Tobacco History:
The Social History of Smoking
by George Latimer Apperson
First published in 1914
"The Social History of Smoking" by George Latimer Apperson, can be purchased at Amazon.com in two different versions. Depending on the quality of the edition, prices range between $35 and $104.
From Chapter 4: It is somewhat singular that the Puritans, who denounced most amusements and pleasures, and who frowned upon most of the occupations or diversions that make for gaiety and the enjoyment of life, did not, as Puritans, denounce the use of tobacco. One or two of their writers abused it roundly; but these were not representative of Puritan feeling on the subject. The explanation doubtless is that the practice of smoking was so very general and so much a matter of course among men of all ranks and of all opinions, that the mouths of Puritans were closed, so to speak, by their own pipes. A precisian, however, could take his tobacco with a difference. The seventeenth-century diarist, Abraham de la Pryme, says that he had heard of a Presbyterian minister who was so precise that "he would not as much as take a pipe of tobacco before that he had first sayed grace over it." George Wither, one of the most noteworthy of the poets who took the side of the Parliament, was confined in Newgate after the Restoration, and found comfort in his pipe.

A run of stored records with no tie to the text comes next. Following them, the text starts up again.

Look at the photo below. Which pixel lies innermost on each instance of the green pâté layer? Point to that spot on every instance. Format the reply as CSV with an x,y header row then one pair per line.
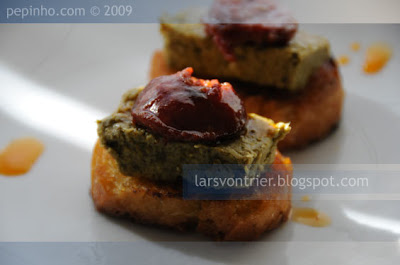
x,y
287,67
141,153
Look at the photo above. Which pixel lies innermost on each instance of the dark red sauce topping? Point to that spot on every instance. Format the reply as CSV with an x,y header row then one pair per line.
x,y
235,22
183,108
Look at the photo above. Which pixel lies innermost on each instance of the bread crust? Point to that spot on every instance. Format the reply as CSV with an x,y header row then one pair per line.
x,y
313,113
151,202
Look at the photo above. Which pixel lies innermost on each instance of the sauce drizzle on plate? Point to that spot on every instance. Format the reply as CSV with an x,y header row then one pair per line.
x,y
376,58
310,217
19,156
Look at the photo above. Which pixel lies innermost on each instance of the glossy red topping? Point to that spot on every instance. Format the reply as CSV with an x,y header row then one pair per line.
x,y
183,108
235,22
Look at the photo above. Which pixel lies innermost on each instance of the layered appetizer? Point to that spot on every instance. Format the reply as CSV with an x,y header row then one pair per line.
x,y
175,120
278,71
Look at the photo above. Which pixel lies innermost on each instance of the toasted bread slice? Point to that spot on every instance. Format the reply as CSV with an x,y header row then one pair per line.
x,y
150,202
313,112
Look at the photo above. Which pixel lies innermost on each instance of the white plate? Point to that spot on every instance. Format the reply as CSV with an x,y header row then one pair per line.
x,y
58,79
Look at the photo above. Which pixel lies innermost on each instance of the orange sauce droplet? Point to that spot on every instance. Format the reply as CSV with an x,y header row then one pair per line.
x,y
19,156
343,60
310,217
355,46
376,58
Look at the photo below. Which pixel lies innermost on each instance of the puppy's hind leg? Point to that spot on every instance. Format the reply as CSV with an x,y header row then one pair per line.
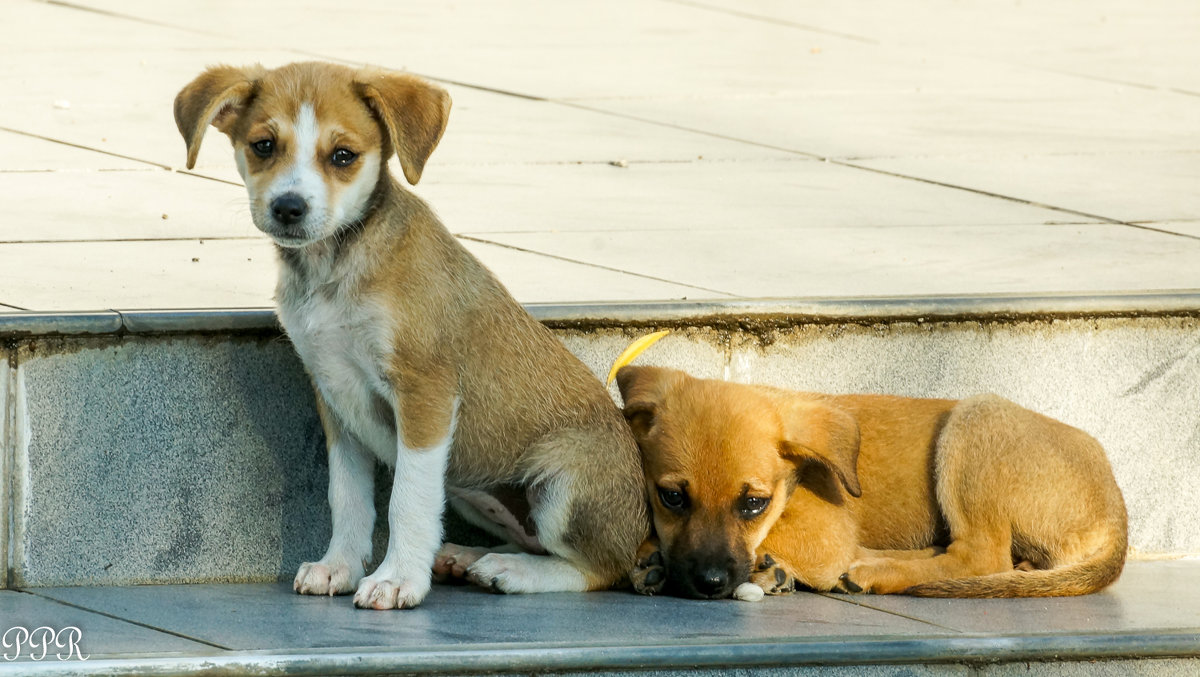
x,y
351,503
523,573
591,517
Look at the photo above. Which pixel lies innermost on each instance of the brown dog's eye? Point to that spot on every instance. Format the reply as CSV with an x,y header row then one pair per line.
x,y
750,507
264,148
672,498
343,157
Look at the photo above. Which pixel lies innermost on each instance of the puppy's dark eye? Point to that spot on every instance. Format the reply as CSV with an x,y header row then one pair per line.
x,y
343,157
750,507
264,148
672,498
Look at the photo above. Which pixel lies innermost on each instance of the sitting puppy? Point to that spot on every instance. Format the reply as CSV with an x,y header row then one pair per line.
x,y
876,493
419,357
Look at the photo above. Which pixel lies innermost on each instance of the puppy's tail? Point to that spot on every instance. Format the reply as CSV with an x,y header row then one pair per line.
x,y
1077,577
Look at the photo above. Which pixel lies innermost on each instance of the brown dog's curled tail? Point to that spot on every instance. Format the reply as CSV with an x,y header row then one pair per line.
x,y
1078,577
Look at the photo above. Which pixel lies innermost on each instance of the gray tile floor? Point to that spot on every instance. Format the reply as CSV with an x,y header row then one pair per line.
x,y
771,149
1155,604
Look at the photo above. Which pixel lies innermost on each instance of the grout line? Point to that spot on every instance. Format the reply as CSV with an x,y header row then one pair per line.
x,y
775,21
130,621
888,611
481,240
574,103
99,241
109,13
426,76
774,228
7,465
31,135
1011,198
112,154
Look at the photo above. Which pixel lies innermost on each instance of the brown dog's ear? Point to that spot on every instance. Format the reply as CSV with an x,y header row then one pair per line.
x,y
642,389
826,435
414,113
217,96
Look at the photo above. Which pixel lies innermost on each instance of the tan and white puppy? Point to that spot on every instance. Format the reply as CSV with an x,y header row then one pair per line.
x,y
419,357
978,497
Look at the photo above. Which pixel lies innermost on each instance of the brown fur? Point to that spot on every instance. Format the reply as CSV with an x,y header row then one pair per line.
x,y
870,492
528,412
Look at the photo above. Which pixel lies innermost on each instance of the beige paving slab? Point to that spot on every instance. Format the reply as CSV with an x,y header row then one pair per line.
x,y
21,153
59,276
117,205
619,48
131,275
121,103
731,197
917,261
535,279
1183,227
1050,115
118,101
1153,42
59,33
1127,186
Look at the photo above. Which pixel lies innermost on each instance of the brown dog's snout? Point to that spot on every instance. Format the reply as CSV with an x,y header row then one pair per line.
x,y
709,575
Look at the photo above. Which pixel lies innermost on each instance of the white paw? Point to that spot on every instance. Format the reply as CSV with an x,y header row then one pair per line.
x,y
384,592
327,577
453,561
748,592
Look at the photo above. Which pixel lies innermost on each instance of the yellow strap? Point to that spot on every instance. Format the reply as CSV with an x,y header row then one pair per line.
x,y
634,349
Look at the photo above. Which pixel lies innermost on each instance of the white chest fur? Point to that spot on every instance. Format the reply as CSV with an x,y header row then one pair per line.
x,y
343,341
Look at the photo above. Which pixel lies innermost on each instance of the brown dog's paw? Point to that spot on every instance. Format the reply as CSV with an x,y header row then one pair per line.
x,y
874,575
772,577
649,575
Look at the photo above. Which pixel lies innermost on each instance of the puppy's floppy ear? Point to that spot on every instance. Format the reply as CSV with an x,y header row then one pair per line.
x,y
413,111
826,435
642,389
217,96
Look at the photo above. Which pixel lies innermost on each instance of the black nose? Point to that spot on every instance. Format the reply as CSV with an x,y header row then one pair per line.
x,y
713,581
289,209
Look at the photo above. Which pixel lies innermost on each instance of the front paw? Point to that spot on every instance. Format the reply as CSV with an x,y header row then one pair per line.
x,y
383,592
649,574
327,577
453,561
771,576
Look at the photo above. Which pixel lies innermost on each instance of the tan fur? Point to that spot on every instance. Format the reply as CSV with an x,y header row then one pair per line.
x,y
451,355
888,495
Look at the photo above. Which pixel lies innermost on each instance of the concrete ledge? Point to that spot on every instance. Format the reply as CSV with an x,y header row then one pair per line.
x,y
184,447
683,313
757,658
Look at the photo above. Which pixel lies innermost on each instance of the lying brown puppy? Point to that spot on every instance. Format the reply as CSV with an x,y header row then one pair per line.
x,y
876,493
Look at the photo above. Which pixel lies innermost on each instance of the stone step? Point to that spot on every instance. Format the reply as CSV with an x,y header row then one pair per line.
x,y
1145,624
175,447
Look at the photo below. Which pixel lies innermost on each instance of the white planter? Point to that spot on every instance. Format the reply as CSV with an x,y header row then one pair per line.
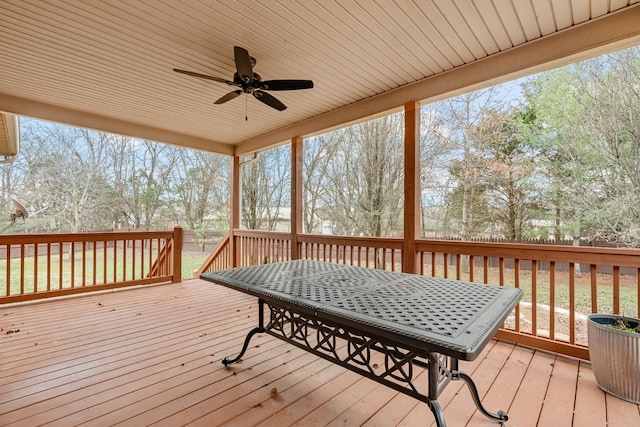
x,y
615,356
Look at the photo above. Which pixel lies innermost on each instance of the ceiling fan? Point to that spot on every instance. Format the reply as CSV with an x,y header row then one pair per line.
x,y
250,82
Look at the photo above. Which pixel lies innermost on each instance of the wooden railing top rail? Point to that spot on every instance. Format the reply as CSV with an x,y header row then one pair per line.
x,y
623,257
372,242
261,234
31,239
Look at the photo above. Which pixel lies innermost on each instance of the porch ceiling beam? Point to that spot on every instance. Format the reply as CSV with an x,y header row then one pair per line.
x,y
613,31
31,108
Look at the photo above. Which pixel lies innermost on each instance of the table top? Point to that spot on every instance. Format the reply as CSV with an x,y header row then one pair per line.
x,y
450,317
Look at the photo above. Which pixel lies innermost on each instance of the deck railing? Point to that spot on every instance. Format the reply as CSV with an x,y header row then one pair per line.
x,y
42,265
561,284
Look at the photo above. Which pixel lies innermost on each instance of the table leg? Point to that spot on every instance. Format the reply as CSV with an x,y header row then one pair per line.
x,y
259,329
434,391
500,416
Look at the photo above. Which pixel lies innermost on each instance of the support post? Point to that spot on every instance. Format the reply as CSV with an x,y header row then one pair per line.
x,y
296,194
235,211
411,185
177,255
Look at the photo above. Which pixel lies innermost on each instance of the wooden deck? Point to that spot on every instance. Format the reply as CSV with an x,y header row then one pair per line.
x,y
152,356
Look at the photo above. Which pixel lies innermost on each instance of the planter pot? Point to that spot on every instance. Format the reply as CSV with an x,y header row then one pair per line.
x,y
615,356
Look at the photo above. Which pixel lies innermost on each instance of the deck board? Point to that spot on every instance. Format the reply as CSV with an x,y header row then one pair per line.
x,y
151,356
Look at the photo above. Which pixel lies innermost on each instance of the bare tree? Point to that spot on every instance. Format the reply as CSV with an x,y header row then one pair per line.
x,y
365,179
265,189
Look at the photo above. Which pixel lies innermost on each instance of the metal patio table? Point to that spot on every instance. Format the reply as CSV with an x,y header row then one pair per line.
x,y
387,326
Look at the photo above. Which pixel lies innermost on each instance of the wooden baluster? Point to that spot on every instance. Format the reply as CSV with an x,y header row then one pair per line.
x,y
534,297
84,263
485,264
516,283
593,271
35,267
22,269
616,289
8,284
72,256
48,266
552,300
572,303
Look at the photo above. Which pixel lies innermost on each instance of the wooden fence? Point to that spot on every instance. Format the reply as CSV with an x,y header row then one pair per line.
x,y
43,265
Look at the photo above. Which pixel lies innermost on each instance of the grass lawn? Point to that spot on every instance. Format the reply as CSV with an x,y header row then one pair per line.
x,y
50,269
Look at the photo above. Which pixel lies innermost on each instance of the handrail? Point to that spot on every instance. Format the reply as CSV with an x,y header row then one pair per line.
x,y
36,266
562,284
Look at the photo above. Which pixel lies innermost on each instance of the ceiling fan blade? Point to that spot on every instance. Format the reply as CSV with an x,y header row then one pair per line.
x,y
270,100
243,64
203,76
228,97
286,84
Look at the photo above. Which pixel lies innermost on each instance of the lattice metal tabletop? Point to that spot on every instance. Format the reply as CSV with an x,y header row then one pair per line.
x,y
384,325
451,317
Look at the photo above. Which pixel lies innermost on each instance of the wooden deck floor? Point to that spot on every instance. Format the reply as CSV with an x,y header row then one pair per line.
x,y
152,356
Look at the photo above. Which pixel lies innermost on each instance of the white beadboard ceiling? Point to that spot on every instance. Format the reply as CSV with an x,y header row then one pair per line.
x,y
108,64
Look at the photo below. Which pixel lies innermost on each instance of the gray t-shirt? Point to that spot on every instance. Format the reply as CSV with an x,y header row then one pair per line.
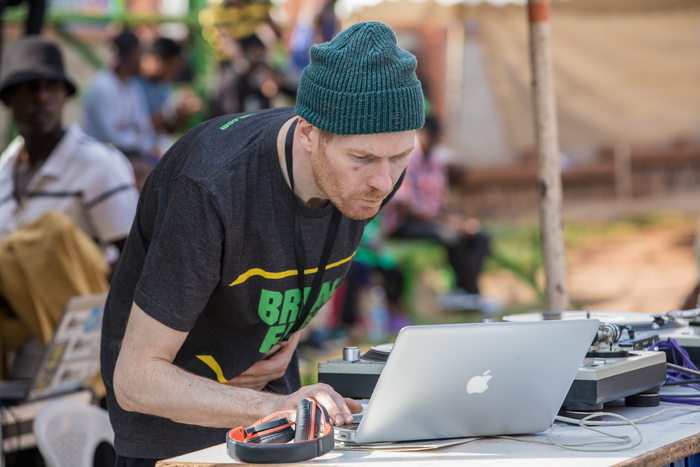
x,y
211,253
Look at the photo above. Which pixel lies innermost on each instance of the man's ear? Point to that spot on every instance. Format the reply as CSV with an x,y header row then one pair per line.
x,y
308,134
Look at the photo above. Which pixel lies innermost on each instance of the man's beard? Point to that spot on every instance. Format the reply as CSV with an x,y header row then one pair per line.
x,y
348,203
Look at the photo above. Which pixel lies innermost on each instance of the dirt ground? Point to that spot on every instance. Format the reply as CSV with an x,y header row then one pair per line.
x,y
651,269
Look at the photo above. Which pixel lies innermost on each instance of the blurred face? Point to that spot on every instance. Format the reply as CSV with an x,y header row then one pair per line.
x,y
356,173
37,106
157,69
131,62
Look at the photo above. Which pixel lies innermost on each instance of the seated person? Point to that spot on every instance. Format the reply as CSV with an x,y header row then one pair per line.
x,y
418,211
66,201
114,110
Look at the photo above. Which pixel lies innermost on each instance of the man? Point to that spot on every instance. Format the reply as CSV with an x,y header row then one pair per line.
x,y
66,200
241,215
114,110
161,61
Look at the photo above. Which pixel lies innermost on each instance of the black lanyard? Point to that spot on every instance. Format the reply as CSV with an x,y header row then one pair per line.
x,y
299,244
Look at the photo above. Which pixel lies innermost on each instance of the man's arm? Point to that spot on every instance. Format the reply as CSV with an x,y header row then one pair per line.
x,y
146,381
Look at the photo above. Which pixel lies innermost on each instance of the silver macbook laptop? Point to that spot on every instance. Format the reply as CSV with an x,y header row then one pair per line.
x,y
464,380
71,360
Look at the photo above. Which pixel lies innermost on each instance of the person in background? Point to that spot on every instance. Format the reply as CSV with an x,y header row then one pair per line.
x,y
419,211
249,83
114,110
232,20
243,216
67,201
169,110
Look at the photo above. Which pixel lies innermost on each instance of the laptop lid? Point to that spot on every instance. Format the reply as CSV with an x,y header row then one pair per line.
x,y
463,380
72,359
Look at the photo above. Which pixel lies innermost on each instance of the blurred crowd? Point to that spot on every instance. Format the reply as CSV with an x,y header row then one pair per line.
x,y
76,184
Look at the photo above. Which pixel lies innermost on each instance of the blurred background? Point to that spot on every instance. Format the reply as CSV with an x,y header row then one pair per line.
x,y
627,90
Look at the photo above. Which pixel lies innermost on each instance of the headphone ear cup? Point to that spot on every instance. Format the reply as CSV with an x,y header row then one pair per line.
x,y
274,432
308,422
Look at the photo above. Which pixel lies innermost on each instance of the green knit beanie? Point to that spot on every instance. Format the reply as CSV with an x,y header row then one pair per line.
x,y
361,83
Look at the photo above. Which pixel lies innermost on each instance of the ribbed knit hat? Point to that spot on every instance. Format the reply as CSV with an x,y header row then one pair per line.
x,y
361,83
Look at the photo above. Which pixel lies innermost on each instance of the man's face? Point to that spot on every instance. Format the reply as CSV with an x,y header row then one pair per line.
x,y
37,106
357,172
158,69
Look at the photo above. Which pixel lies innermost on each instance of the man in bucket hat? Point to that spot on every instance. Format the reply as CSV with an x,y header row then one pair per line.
x,y
49,167
78,195
245,228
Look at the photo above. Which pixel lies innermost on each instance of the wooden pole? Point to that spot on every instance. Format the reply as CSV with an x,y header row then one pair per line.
x,y
547,148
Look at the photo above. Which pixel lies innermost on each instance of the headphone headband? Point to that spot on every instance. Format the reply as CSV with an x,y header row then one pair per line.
x,y
269,441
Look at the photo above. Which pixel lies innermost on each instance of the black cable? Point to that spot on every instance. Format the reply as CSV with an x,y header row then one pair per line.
x,y
685,381
15,420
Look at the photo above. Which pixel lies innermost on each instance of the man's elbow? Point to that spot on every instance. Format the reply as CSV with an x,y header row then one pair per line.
x,y
125,391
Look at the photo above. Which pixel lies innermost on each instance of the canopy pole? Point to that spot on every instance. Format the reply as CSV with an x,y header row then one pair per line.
x,y
547,148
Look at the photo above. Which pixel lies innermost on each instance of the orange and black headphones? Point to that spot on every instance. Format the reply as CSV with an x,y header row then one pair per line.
x,y
268,440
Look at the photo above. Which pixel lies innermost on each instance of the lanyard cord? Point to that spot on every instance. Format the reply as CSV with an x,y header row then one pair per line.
x,y
299,244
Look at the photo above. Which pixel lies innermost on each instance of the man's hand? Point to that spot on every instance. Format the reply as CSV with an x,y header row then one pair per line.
x,y
271,367
339,409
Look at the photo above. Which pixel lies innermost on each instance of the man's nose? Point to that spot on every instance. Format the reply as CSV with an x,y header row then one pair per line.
x,y
381,176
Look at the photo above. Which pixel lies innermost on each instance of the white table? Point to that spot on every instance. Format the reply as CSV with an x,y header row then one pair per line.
x,y
667,438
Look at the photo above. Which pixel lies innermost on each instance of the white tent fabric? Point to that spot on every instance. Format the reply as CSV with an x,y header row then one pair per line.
x,y
626,71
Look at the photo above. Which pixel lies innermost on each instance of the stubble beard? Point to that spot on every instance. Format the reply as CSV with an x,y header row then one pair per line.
x,y
327,181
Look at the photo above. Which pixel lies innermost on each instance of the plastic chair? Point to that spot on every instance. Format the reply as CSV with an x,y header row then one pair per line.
x,y
68,433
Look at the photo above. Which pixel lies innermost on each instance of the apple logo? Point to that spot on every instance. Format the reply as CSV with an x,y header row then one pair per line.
x,y
479,384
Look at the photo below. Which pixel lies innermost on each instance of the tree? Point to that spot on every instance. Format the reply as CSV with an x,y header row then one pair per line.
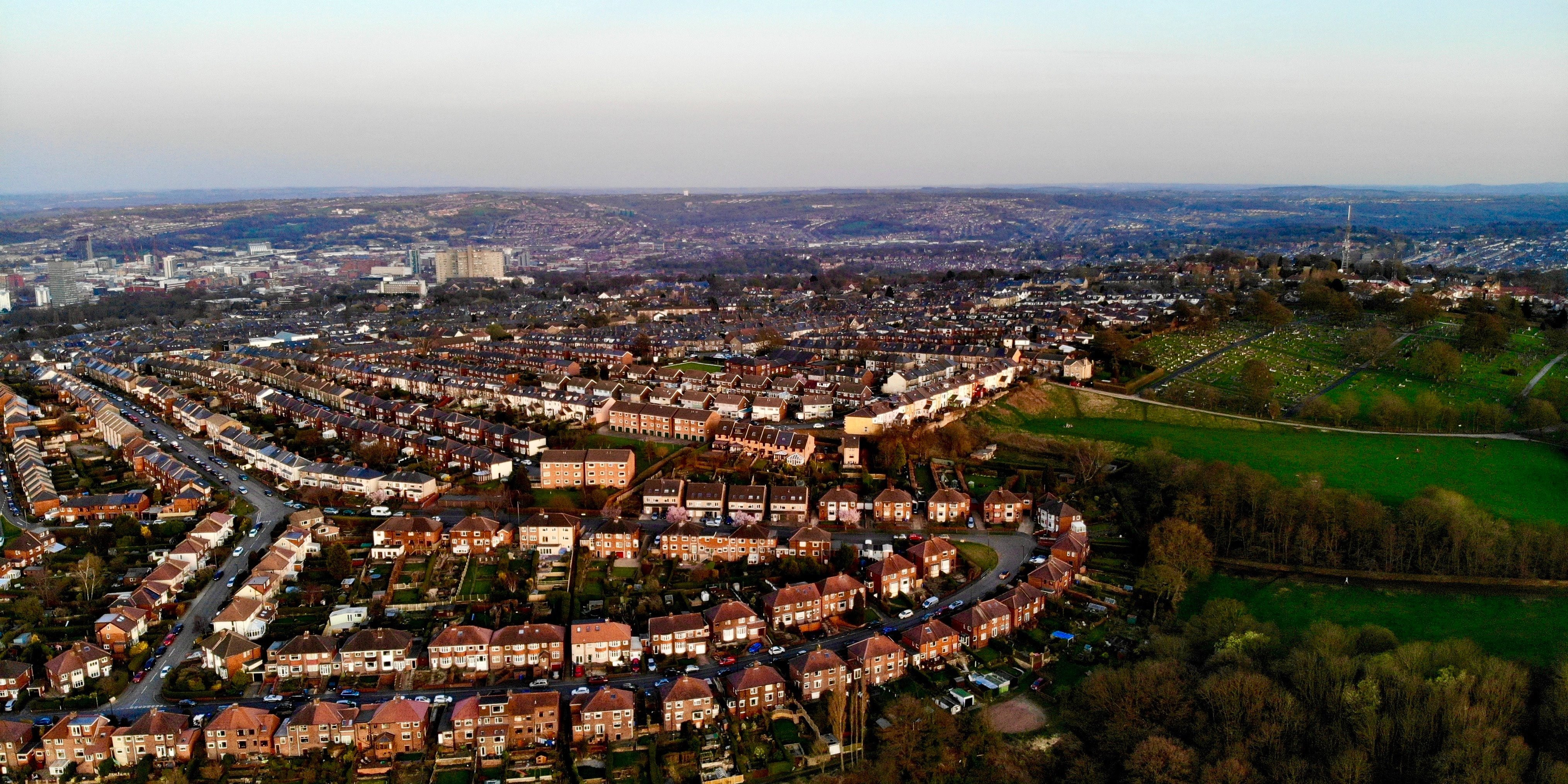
x,y
1089,458
1484,334
339,564
1437,360
1266,310
1258,383
89,574
1369,346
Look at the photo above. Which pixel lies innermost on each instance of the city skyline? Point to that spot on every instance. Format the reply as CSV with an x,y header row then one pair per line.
x,y
780,98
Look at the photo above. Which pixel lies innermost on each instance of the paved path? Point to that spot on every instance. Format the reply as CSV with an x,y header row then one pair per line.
x,y
1341,380
1539,377
1207,358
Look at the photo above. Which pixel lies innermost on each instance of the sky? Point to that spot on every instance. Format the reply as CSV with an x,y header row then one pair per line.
x,y
750,95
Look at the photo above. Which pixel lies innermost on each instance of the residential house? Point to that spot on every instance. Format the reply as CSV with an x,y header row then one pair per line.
x,y
604,717
893,576
877,659
686,702
74,667
156,735
893,506
932,642
374,651
603,643
247,733
755,690
684,636
819,672
733,623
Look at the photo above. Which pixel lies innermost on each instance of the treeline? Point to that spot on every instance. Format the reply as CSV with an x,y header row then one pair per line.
x,y
1228,700
1255,516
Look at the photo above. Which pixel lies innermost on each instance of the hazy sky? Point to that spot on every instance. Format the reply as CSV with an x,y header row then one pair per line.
x,y
651,95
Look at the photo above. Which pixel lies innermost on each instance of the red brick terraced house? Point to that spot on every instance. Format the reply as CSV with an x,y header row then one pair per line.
x,y
877,659
819,672
932,642
529,648
984,622
247,733
686,702
604,717
794,606
733,623
757,690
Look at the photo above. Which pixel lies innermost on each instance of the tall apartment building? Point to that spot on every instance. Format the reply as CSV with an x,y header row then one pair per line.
x,y
63,283
469,262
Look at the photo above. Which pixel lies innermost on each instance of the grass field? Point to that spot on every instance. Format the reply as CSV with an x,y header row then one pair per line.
x,y
698,366
1515,479
1529,628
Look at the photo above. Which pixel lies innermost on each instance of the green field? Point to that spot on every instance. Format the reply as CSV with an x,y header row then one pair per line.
x,y
1515,479
1529,628
698,366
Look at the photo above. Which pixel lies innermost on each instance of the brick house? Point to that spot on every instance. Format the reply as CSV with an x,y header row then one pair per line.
x,y
757,690
893,506
1024,603
413,534
74,667
231,656
460,648
948,507
317,725
932,642
604,717
1007,509
374,651
794,606
984,622
247,733
308,656
686,700
496,723
934,557
683,634
833,504
15,678
893,576
16,747
811,542
529,648
82,739
619,539
1073,549
397,726
1053,578
156,733
733,623
841,593
877,659
819,672
479,535
601,643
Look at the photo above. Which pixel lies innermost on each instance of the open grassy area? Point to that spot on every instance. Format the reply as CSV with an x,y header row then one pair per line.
x,y
698,366
1529,628
1515,479
977,554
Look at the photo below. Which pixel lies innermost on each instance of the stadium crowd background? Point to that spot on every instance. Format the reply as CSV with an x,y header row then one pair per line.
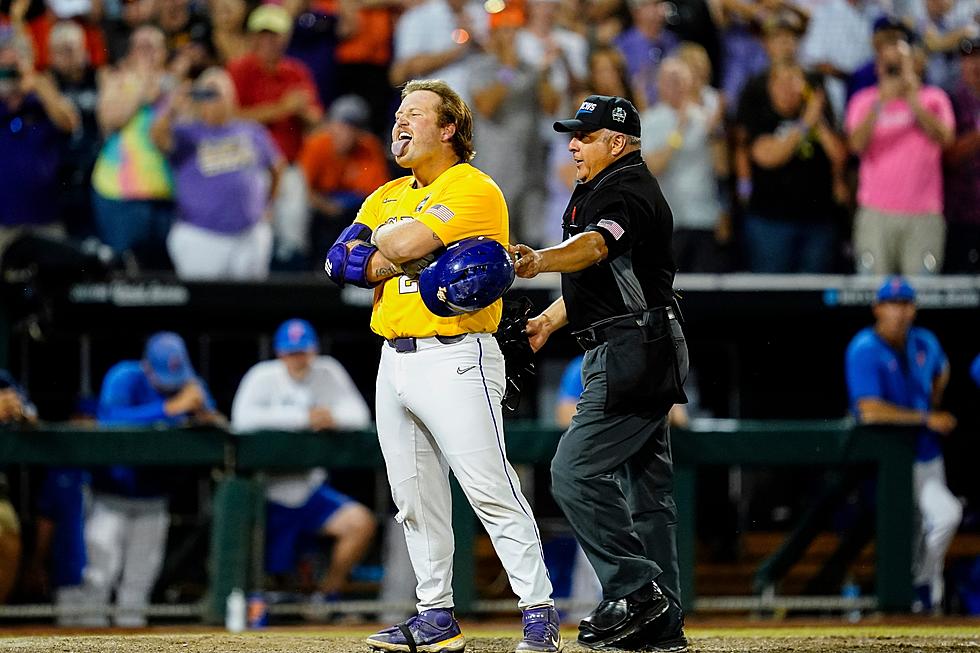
x,y
120,122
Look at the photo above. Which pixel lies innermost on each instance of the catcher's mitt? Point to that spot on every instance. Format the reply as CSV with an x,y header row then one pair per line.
x,y
518,355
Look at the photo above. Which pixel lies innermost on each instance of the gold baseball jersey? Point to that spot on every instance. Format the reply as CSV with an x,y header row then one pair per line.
x,y
462,202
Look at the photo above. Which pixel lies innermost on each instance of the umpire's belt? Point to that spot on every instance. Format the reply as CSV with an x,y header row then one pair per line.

From Chapter 7: The antiquary Hearne has left on record an account of a curious smoking match held at Oxford in 1723. It began at two o'clock in the afternoon of September 4 on a scaffold specially erected for the purpose "over against the Theatre in Oxford ... just at Finmore's, an alehouse." The conditions were that any one (man or woman) who could smoke out three ounces of tobacco first, without drinking or going off the stage, should have 12 s. "Many tryed," continues Hearne, "and 'twas thought that a journeyman taylour of St. Peter's in the East would have been victor, he smoking faster than, and being many pipes before, the rest: but at last he was so sick, that 'twas thought he would have dyed; and an old man, that had been a souldier, and smoaked gently, came off conqueror, smoaking the three ounces quite out, and he told one (from whom I had it) that, after it, he smoaked 4 or 5 pipes the same evening." The old soldier was a well-seasoned veteran.